Mesela Almanya’da insanların çoğunluğu Hıristiyan’dır. Ama bu insanlar katı
dindar değildir. Çoğu dinlerini icra etmez, kiliseye düzenli olarak gitmez. Onun
için, tek başına din farkının Türkiye’nin üyeliğine olumsuz bakışta çok fazla
rol oynadığını düşünmüyorum ben. Ama yanlış da olsa bir şekilde, insanların
kafasında İslam ve terör aynı denklemin içinde yer alıyor. Teröristler, Müslüman
kişiler diye… Bu durumda, Türkiye’nin halkının da Müslüman olması olumsuz bir
faktör olarak ortaya çıkabiliyor tabii. ‘İslam ya da Müslüman eşittir terör
kaynağı’ denkleminin bozulması lazım. Biz düzenlediğimiz seminerlerde,
konferanslarda halka, İslam’ın terör olmadığını anlatıyoruz. Bu giderek
anlaşılıyor.

Peki, Türkiye’yi AB’de görmek isteyenler, bunu niye istiyor?

Bir kere, Türkiye-AB ilişkisi kırk yıllık bir ilişki. 1963’teki Ankara Anlaşması
da Türkiye’nin AB’ye üye olması ihtimalini öngörüyordu. Böyle bir üyelik
ilişkisi işin başından beri var. Diğer tarafta, Avrupalı siyasetçilerin
Türkiye’nin AB’ye üyeliğiyle ilgili bazı lehte görüşleri de var.

Neler bunlar?

Bazıları, Türkiye’nin dünyanın çok kritik bir bölgesinde yer aldığını düşünüyor.
Bundan hareketle de, Türkiye’nin AB açısından stratejik önemi-nin olduğunu,
Türkiye’nin üyeliğinin AB’yi Ortadoğu ve Orta Asya’da güçlendireceğini, ona
bölgede politik avantaj sağlayacağını savunuyorlar. AB’nin siyasi boyutuna
Türkiye’nin katkıda bulunacağını söylüyorlar.

Türkiye’yle ilgili diğer lehte görüşler ne?

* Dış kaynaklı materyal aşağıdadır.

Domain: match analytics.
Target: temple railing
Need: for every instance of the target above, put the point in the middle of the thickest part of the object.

Türkiye’nin AB üyeliği, İslam kültürünün Batı kültürüyle ve Batı değerleriyle
uyumlu olduğunun bir göstergesi de sayılacak. Türkiye’nin üyeliği bu konuda çok
somut bir örnek olacak ve böylece medeniyetler çatışması tezinin geçerli
olmadığı ortaya konacak. Ayrıca Türkiye’nin AB üyeliği, Büyük Ortadoğu denilen
alanda demokrasi yönünde adımların atılmasına da yol açabilecek. İslam
ülkelerinde yani Ortadoğu’da ve Kuzey Afrika’da demokratikleşmenin önü açılacak.
Türkiye’nin üyeliğini isteyenlerin ileri sürdüğü bir başka neden de, sıradan
ekonomik konular,

Ekonomik nedenler için niye sıradan diyorsunuz?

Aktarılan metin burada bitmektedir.